2-AB Labeling Efficiency: Use of EC50 Cartridges vs No Clean-up
UHPLC HILIC profile of 2-AB labeled human IgG standards in PBS – 11 replicates;
Black: 2-AB labeling after EC-50 clean-up. Blue: 2-AB labeling with no clean-up performed.
Average absolute area of the human IgG peaks (11 replicates) with EC50 clean-up (black)
and with no clean-up (blue) followed by 2-AB labeling/T1 clean-up
Ludger EC50 Cartridge Reproducibility
UHPLC HILIC profile of 2-AB labeled human IgG – 11 replicates; post EC-50 clean-up of CLIBN-IGG-5U in PBS
EC50 and EB10 Equivalence
Average relative % of human IgG standard peaks post EB10 (8 replicates)

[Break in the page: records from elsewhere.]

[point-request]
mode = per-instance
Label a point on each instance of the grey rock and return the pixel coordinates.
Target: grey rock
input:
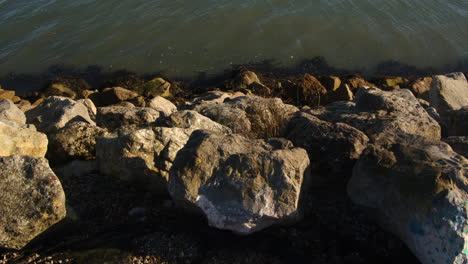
(31, 199)
(376, 113)
(113, 117)
(55, 112)
(448, 92)
(418, 189)
(9, 111)
(240, 184)
(334, 147)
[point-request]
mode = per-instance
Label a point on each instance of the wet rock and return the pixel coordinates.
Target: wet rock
(9, 111)
(155, 87)
(113, 117)
(31, 199)
(448, 92)
(417, 188)
(251, 116)
(194, 120)
(240, 184)
(334, 147)
(162, 105)
(55, 112)
(21, 140)
(76, 140)
(458, 144)
(111, 96)
(376, 112)
(457, 122)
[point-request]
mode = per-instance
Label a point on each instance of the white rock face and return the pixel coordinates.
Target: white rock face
(449, 92)
(21, 140)
(9, 111)
(240, 184)
(419, 189)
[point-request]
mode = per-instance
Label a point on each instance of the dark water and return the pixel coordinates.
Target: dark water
(185, 37)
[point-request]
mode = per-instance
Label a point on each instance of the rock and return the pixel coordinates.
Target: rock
(111, 96)
(376, 112)
(420, 87)
(307, 90)
(7, 94)
(333, 147)
(456, 122)
(418, 189)
(9, 111)
(92, 110)
(162, 105)
(76, 140)
(458, 144)
(55, 112)
(448, 92)
(31, 199)
(240, 184)
(20, 140)
(194, 120)
(67, 87)
(113, 117)
(155, 87)
(251, 116)
(143, 156)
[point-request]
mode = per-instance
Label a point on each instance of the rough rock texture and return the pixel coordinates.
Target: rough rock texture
(458, 144)
(251, 116)
(333, 147)
(376, 112)
(9, 111)
(55, 112)
(456, 122)
(162, 105)
(144, 156)
(194, 120)
(21, 140)
(76, 140)
(418, 188)
(448, 92)
(31, 199)
(113, 117)
(240, 184)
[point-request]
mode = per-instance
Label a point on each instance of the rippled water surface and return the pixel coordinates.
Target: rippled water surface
(184, 37)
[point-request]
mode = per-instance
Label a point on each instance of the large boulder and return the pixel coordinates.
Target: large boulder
(21, 140)
(113, 117)
(376, 112)
(76, 140)
(333, 147)
(448, 92)
(252, 116)
(9, 111)
(418, 189)
(240, 184)
(31, 199)
(55, 112)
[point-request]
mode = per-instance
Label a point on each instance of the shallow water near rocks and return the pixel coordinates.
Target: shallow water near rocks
(183, 37)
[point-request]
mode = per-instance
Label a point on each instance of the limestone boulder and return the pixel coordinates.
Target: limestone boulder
(9, 111)
(448, 92)
(418, 190)
(376, 113)
(76, 140)
(113, 117)
(239, 184)
(332, 147)
(21, 140)
(55, 112)
(31, 199)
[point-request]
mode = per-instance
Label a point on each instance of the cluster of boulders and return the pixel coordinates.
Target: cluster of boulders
(243, 161)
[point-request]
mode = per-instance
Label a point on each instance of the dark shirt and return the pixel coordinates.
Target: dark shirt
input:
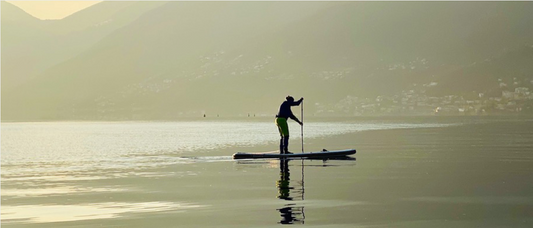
(285, 109)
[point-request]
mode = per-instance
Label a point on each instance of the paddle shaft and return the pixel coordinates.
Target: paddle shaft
(302, 126)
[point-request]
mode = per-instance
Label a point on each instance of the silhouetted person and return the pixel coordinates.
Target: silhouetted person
(285, 113)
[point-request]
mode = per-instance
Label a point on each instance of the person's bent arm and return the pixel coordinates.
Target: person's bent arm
(296, 103)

and post EC50 (11 replicates) clean-up comparison
Average relative area % of human IgG standard peaks post EB10 (8 replicates) and post EC50 (11 replicates)
followed by 2-AB labeling and post-labeling cleanup (T1 cartridges)
Binding Capacity Each EC50 cartridge can typically bind up to 50 μg of O- or N-linked glycans.
Number of Samples Ludger EC50 plates can be used with up to 96 samples.
Suitable Samples A wide range of glycans can be purified. These include N-linked and O-linked type oligosaccharides, tri-saccharides and larger structures.
The cartridges are not suitable either for monosaccharides or disaccharides which are generally bound too weakly for efficient purification or for large linear poly-sialylated glycans which can be bound very tightly to the resin.
Glycan samples must be applied to the cartridges in solutions that are substantially aqueous.
Structural Integrity No detectable (< 2 mole per cent) loss of sialic acid, fucose, sulfate, or phosphate.
Binding efficiency >95% for most glycans
Binding Selectivity Essentially stoichiometric binding and elution for most complex glycan mixtures.
Storage Store at room temperature in the dark. Protect from sources of heat, light, and moisture. The cartridges are stable for at least two years as supplied.
Shipping The product can be shipped at ambient temperature.
Handling Ensure that any glass, plastic ware or solvents used are free of glycosidases and environmental carbohydrates. Use powder-free gloves for all sample handling procedures and avoid contamination with environmental carbohydrate.
Safety Please read the Safety Data Sheet (SDS) for all chemicals used.
All processes involving hazardous reagents should be performed using appropriate personal safety protection – eyeglasses, chemically resistant gloves (e.g. nitrile), etc. – and where appropriate in a laboratory fume hood.